The real hurdle isn’t gathering the data or running the analysis - it’s bridging the gap between discovery and action. Too often, teams uncover valuable insights but struggle to translate them into actual campaigns. This is where an AI marketing workspace can make all the difference, turning insights into execution.
Platforms like Averi AI simplify this transition by bringing together data analysis, content creation, and team collaboration in a single workspace. As David from Thorn shared:
"Averi doesn't just give us insights, it helps us act on them. That's the gap every other platform misses. We're finally turning data into real campaigns." [1]

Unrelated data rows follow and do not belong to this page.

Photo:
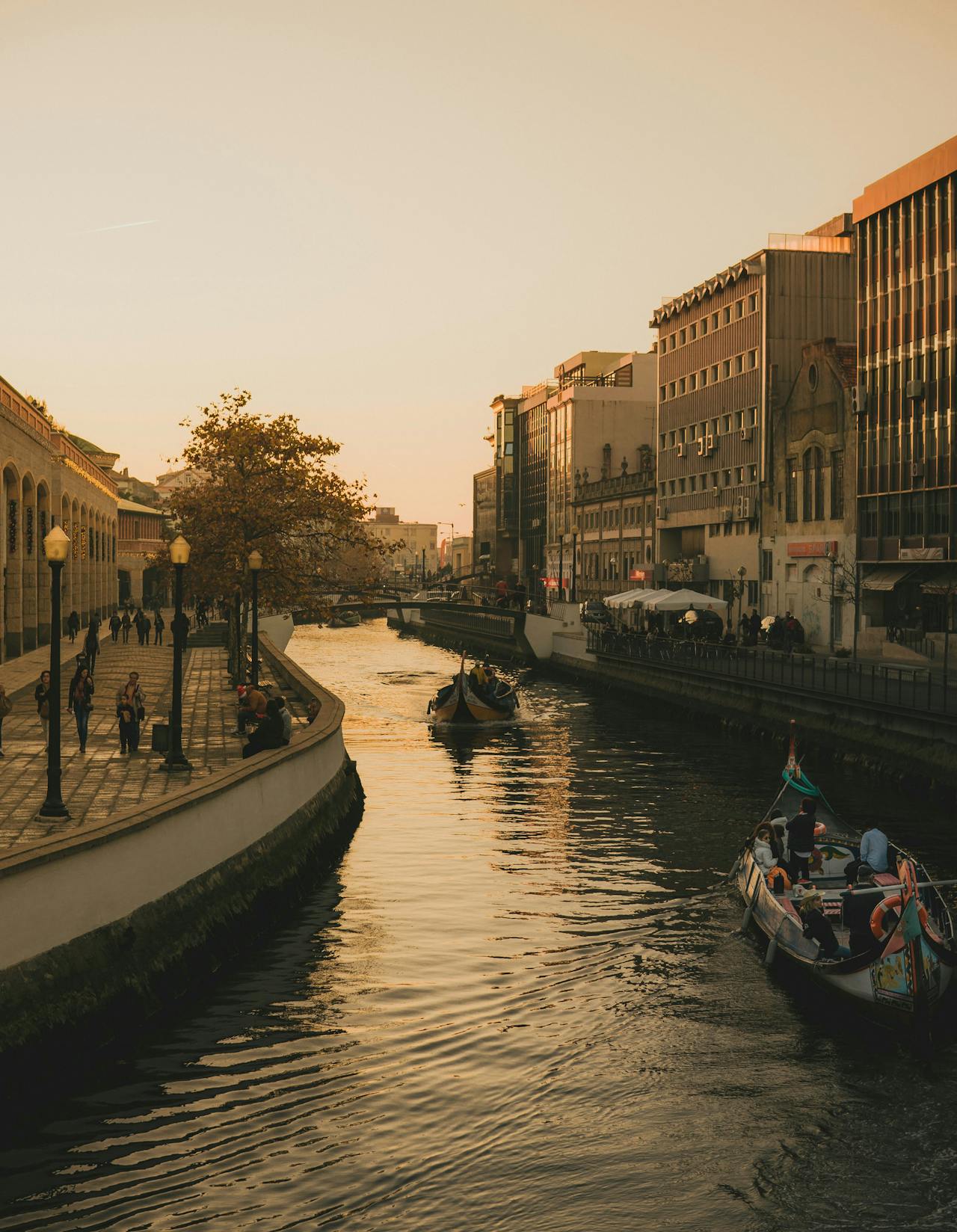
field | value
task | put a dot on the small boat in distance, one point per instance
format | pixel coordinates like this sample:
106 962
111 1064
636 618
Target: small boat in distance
476 697
345 620
902 977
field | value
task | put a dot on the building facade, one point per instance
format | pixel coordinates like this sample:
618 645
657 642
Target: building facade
907 344
418 557
142 535
728 353
49 479
810 509
612 535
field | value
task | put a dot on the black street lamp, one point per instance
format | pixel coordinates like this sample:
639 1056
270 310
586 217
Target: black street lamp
255 564
175 758
57 546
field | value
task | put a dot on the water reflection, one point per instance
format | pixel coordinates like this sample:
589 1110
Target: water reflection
521 1003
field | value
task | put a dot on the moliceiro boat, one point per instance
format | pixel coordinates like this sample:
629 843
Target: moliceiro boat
476 697
887 945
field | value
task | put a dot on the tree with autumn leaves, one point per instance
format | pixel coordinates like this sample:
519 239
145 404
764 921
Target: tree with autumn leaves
268 487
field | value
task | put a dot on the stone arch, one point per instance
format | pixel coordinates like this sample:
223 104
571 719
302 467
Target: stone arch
11 552
43 573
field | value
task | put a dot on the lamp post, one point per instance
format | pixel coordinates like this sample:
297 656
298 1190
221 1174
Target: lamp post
833 560
742 574
574 558
175 758
255 564
57 546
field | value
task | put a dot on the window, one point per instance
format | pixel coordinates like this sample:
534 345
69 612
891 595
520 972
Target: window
791 490
813 502
837 483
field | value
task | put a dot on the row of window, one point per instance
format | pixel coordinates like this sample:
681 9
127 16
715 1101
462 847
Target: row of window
733 422
813 486
743 363
730 478
909 513
709 324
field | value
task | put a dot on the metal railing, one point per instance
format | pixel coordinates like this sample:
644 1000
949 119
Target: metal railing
873 686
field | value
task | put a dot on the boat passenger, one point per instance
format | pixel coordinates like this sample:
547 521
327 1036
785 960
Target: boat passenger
801 840
856 908
765 848
817 927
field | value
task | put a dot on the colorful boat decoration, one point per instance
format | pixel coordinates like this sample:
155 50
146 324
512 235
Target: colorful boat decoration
478 696
903 976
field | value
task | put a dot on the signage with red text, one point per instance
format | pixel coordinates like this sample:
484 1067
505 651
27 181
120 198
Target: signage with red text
813 547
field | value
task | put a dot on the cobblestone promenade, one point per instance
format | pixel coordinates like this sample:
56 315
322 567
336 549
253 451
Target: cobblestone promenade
102 781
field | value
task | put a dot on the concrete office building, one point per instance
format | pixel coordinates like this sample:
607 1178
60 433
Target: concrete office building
907 238
728 353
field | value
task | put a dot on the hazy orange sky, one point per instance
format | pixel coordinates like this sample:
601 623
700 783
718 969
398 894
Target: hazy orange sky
380 215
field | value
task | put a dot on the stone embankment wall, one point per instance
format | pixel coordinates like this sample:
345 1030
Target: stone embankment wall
104 924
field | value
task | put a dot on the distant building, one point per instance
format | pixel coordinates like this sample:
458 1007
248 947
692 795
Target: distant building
812 517
169 482
484 520
728 354
420 547
907 360
612 532
142 535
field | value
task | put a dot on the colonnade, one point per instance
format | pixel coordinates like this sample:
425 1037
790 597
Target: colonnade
30 507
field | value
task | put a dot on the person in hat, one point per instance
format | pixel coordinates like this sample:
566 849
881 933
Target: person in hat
817 927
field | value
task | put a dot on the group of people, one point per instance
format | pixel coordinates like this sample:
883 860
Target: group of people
266 721
858 901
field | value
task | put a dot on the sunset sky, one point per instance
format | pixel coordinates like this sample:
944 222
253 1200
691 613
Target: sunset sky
380 215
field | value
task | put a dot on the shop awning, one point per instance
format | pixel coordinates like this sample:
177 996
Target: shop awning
886 577
941 582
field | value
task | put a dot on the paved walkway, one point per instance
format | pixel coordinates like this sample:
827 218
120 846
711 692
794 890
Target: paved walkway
102 781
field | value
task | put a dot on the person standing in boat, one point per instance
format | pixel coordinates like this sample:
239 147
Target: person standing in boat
817 927
801 840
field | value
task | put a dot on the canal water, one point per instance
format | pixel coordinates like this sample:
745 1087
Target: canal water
521 1003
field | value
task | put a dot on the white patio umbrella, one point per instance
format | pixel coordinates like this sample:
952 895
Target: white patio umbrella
680 602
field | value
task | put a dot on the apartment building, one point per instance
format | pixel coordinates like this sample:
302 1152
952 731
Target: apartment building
810 519
907 238
419 553
728 353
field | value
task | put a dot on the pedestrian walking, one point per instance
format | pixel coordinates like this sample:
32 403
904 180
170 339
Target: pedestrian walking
41 695
5 707
91 644
131 711
81 703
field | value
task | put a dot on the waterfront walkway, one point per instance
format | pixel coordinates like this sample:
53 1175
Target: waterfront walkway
102 781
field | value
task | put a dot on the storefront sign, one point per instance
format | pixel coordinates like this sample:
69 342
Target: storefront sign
922 553
813 547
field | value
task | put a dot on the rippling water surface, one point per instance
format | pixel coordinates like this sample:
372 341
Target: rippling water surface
521 1003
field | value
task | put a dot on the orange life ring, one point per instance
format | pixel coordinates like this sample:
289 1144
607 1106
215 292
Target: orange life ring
893 903
778 871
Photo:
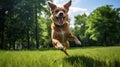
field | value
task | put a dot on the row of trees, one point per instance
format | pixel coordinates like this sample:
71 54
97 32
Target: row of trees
101 27
21 24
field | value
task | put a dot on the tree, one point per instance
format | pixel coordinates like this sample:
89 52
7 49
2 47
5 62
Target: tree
80 27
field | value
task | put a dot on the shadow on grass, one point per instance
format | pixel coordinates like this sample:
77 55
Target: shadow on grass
84 61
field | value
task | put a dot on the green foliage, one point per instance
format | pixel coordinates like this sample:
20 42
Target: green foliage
100 27
79 57
19 23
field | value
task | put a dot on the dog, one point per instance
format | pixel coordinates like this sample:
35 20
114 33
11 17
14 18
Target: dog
61 33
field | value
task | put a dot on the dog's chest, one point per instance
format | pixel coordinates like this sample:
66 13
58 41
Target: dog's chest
61 32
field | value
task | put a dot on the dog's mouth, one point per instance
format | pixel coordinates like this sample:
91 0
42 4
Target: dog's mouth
60 20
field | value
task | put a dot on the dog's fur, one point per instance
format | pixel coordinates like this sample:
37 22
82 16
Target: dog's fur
60 27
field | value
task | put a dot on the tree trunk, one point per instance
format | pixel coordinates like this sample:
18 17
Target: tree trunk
36 29
28 39
2 20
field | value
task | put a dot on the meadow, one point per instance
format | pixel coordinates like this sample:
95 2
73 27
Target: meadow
79 57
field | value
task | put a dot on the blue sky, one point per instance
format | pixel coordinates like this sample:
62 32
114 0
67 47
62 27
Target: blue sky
86 6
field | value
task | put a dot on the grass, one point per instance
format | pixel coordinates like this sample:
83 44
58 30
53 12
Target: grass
79 57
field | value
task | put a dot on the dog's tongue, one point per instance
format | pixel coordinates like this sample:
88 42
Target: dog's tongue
61 20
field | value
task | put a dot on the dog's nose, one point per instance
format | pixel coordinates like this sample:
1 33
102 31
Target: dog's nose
61 14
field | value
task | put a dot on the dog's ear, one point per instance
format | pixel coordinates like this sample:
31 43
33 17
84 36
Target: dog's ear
67 5
51 5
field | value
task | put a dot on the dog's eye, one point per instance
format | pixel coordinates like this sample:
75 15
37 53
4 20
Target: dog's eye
57 11
63 11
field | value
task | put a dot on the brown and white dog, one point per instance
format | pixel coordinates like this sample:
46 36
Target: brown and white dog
60 27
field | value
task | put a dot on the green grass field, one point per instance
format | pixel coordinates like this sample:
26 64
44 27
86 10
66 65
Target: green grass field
79 57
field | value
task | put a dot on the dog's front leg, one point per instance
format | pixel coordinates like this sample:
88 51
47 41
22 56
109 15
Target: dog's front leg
59 46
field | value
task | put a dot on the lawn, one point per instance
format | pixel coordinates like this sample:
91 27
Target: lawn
79 57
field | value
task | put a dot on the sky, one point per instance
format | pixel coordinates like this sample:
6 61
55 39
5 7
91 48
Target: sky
85 6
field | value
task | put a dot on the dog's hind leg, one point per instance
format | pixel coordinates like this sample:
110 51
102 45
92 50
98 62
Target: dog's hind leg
62 48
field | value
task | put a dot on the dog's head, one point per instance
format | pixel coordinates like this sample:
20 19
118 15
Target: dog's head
59 15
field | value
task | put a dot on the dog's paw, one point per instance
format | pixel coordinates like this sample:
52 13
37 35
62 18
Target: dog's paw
78 42
60 47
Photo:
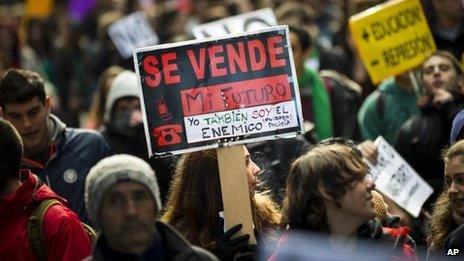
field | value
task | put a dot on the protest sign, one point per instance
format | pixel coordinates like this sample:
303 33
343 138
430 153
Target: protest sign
392 38
234 189
38 9
131 32
396 179
255 20
214 92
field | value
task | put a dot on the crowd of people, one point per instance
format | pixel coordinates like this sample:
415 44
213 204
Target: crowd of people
76 180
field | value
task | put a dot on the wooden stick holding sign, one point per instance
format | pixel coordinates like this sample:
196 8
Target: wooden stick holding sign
235 191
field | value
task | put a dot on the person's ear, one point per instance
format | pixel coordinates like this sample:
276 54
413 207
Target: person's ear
460 84
48 103
325 195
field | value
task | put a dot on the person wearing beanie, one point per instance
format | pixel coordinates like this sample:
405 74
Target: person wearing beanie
123 126
457 133
21 193
122 199
60 156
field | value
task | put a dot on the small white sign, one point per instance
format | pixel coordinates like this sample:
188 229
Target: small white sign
251 21
240 122
396 179
130 32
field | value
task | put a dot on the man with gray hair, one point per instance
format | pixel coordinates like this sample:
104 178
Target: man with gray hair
122 200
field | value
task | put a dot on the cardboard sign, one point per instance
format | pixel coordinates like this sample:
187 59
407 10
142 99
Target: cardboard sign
209 93
395 178
255 20
234 189
130 32
392 38
39 9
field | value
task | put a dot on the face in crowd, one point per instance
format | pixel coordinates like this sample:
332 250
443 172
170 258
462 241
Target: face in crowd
439 72
454 181
252 171
30 118
129 213
327 185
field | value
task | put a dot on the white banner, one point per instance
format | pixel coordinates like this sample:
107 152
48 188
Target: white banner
130 32
251 21
241 122
396 179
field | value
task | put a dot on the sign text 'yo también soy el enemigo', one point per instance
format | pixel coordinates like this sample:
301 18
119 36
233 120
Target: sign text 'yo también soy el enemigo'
228 90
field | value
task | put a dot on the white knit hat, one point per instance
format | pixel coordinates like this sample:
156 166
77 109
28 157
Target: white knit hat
123 85
112 170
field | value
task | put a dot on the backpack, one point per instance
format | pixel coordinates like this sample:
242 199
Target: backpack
35 229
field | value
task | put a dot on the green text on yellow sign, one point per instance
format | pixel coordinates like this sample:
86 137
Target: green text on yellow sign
392 38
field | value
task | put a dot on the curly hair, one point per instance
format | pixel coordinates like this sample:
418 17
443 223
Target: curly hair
334 167
442 221
195 201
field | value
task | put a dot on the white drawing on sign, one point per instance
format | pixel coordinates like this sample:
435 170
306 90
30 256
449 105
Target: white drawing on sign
398 180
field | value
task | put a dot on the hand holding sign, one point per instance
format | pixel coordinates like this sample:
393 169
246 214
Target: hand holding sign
397 180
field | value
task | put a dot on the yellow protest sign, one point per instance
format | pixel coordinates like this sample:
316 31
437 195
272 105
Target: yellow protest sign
38 9
392 38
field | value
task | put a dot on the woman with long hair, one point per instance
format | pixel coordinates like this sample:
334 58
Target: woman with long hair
329 197
195 201
448 210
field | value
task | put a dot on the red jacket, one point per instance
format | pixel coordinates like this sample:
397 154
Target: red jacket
64 236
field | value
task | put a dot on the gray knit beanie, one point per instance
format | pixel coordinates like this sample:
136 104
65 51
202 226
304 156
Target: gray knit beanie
112 170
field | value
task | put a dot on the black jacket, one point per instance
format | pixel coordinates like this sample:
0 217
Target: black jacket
170 246
422 138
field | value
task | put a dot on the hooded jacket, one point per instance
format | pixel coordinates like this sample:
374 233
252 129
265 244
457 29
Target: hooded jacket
64 236
421 139
72 152
170 246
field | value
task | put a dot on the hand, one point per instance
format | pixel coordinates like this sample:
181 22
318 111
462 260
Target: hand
228 247
369 150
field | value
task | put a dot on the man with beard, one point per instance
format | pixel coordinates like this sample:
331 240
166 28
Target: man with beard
60 156
21 193
122 199
123 128
421 138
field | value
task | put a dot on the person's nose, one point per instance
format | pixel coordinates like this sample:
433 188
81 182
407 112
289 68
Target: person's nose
131 209
27 123
370 185
453 188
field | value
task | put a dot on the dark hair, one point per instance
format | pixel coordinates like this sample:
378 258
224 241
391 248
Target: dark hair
19 86
195 200
303 36
11 151
333 166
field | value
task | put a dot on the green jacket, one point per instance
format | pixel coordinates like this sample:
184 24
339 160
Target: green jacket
320 103
385 110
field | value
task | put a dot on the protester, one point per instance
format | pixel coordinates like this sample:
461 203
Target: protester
195 203
63 236
60 156
421 138
315 101
386 109
97 109
448 210
328 192
446 23
122 199
457 133
123 126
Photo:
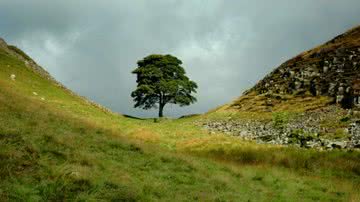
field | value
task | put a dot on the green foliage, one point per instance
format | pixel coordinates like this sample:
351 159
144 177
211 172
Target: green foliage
65 149
280 119
161 80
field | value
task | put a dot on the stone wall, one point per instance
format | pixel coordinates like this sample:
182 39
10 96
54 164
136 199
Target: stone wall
304 130
326 72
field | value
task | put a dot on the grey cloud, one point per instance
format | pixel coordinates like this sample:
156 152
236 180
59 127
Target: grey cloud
226 46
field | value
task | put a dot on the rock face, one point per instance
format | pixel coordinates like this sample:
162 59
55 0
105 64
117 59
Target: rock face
321 86
308 130
329 70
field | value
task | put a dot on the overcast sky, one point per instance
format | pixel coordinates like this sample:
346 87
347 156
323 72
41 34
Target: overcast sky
226 46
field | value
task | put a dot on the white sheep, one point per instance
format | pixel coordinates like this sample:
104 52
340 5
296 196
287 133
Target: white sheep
13 76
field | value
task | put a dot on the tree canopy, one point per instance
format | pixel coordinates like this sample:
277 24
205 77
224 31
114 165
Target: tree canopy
161 80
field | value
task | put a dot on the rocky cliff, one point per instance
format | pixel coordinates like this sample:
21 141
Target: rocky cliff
312 100
331 70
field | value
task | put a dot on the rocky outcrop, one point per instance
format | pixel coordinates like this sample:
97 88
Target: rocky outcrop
332 69
307 130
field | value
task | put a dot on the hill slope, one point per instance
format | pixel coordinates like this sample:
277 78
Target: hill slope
330 70
57 146
303 102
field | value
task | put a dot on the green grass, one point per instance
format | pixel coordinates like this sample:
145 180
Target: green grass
64 148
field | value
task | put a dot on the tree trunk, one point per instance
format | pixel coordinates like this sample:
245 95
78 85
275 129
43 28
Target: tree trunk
161 109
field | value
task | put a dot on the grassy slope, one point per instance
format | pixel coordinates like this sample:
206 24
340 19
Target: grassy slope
65 148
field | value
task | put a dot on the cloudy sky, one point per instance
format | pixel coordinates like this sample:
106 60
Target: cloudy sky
226 46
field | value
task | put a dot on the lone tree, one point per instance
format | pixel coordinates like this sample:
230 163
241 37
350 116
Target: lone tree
161 80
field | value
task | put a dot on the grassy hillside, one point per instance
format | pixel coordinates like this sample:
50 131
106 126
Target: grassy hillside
56 146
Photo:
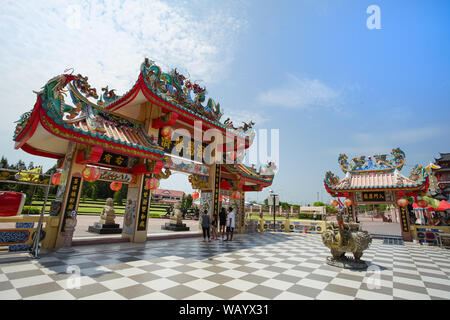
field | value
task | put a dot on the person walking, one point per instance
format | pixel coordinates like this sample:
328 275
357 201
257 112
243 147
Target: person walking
223 221
214 234
230 224
206 225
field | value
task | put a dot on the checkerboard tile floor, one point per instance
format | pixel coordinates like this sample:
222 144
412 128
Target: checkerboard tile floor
251 267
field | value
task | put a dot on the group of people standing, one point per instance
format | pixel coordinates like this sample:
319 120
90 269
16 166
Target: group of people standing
222 225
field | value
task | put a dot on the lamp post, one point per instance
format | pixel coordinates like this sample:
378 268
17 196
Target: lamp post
273 196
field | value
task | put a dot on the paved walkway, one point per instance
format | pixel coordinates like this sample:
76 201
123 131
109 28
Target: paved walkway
255 267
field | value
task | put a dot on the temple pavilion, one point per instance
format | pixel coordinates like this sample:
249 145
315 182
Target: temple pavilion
164 123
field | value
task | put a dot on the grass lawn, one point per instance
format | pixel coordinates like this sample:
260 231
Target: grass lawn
278 218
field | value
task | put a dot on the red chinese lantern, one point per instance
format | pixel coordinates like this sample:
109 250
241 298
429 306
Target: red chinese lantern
55 178
402 202
115 186
236 195
167 132
422 203
195 195
152 184
90 174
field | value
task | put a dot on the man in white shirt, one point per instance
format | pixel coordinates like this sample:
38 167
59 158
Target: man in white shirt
230 224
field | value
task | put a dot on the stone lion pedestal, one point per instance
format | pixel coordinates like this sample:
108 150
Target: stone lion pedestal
176 221
343 237
106 225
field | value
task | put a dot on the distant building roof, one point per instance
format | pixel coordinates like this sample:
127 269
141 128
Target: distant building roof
169 193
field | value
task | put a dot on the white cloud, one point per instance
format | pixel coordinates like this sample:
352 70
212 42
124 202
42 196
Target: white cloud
300 93
241 115
107 41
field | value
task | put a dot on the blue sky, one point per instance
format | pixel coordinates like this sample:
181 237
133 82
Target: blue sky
311 69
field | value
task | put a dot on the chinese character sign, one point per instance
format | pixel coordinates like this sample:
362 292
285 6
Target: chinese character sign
404 219
144 205
374 196
114 159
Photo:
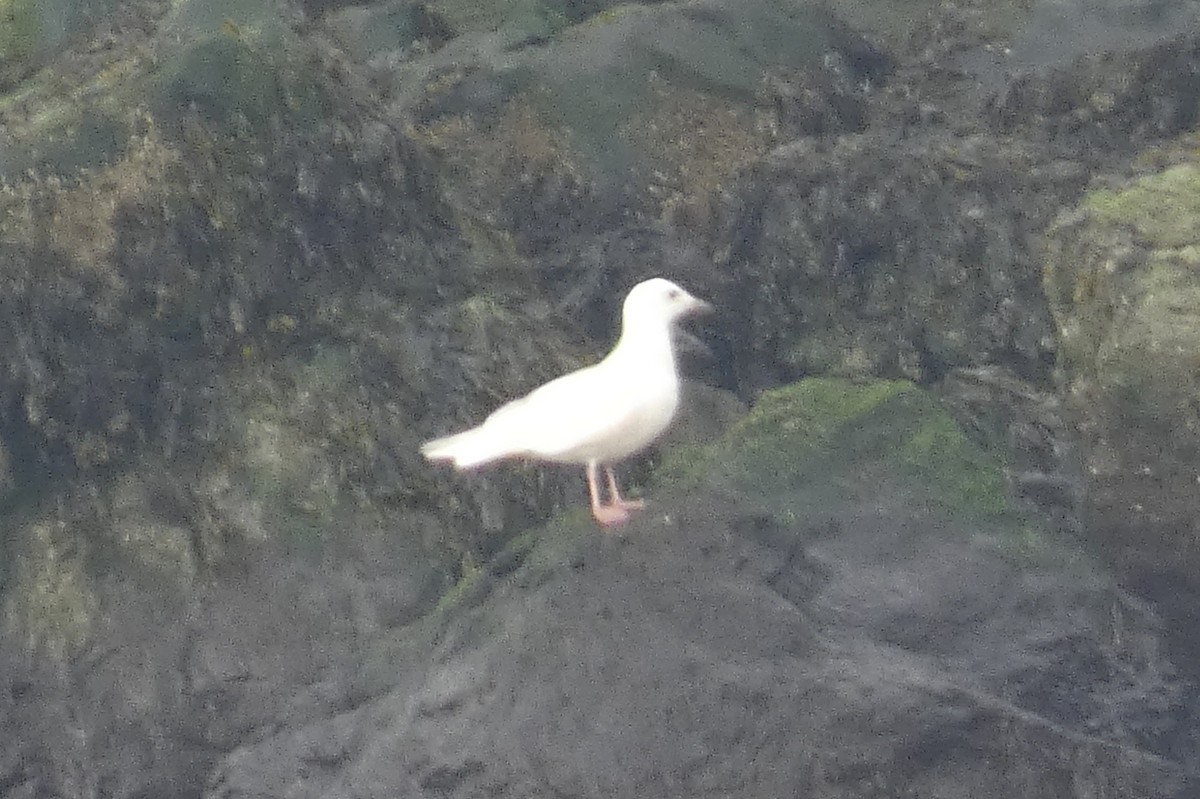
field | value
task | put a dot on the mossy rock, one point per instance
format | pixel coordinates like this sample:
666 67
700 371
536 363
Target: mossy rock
1122 276
837 443
231 80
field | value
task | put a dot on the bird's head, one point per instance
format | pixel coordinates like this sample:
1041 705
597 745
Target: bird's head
660 300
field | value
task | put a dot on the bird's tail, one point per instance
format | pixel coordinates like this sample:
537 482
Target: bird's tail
467 450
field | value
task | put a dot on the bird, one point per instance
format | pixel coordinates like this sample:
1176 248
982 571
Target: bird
598 415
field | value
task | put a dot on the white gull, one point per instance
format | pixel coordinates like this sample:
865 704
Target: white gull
597 415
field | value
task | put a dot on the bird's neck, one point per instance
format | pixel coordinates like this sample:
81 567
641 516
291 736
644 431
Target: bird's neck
647 343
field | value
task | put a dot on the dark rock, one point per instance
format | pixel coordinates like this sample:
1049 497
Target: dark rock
767 632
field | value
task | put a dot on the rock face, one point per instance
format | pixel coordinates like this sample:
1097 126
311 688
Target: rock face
1121 277
773 625
252 254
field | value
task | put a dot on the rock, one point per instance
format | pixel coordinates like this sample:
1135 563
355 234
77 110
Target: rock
1120 275
838 599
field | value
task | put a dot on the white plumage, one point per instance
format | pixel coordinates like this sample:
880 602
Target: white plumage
597 415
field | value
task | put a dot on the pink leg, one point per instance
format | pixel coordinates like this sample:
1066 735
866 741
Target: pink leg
615 494
607 515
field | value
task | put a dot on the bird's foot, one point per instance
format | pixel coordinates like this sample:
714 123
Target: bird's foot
611 515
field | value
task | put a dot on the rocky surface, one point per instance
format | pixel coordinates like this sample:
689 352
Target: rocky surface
251 254
774 625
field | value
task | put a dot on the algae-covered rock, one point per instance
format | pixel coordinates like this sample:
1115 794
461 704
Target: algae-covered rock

The ability to act quickly and consistently creates a lasting edge. By establishing a system to analyze competitor sentiment and convert it into marketing initiatives, you’re not just solving immediate challenges - you’re building a process that becomes more efficient and impactful over time. Each analysis sharpens, and each campaign launch becomes smoother.
Start by focusing on a single competitor and one review source. Use this as a pilot to test and refine your approach. Once you’ve launched your first campaign, systematize the process to ensure ongoing success and scalability.
FAQs
How does sentiment analysis uncover competitor weaknesses?
Sentiment analysis offers businesses a way to identify weaknesses in their competitors by examining customer reviews for repeated negative comments. This approach pinpoints common frustrations, unmet expectations, and missing features in competitors' products or services.
Armed with these insights, companies can fine-tune their own offerings to directly address these gaps, positioning themselves more effectively in the marketplace.
What are the best tools for analyzing competitor reviews?
AI-powered platforms such as Averi AI and Copy.ai are incredibly useful for diving into competitor reviews. These tools help analyze sentiment trends, spot feature gaps, and identify customer pain points, giving you the insights needed to fine-tune your marketing approach and overall strategy.
Averi AI stands out with its marketing-focused AI capabilities, offering advanced research and strategic insights. It’s a valuable resource for marketers aiming to maintain a competitive edge in today’s fast-paced landscape.
How do large language models improve sentiment analysis for competitor reviews?
Large language models take sentiment analysis to a new level by interpreting customer feedback with greater depth and precision. They excel at picking up on subtle emotional cues, tracking sentiment shifts over time, and spotting recurring patterns such as missing features or common frustrations. This enables businesses to gain richer insights into competitor reviews and identify areas where they can refine their own products or services.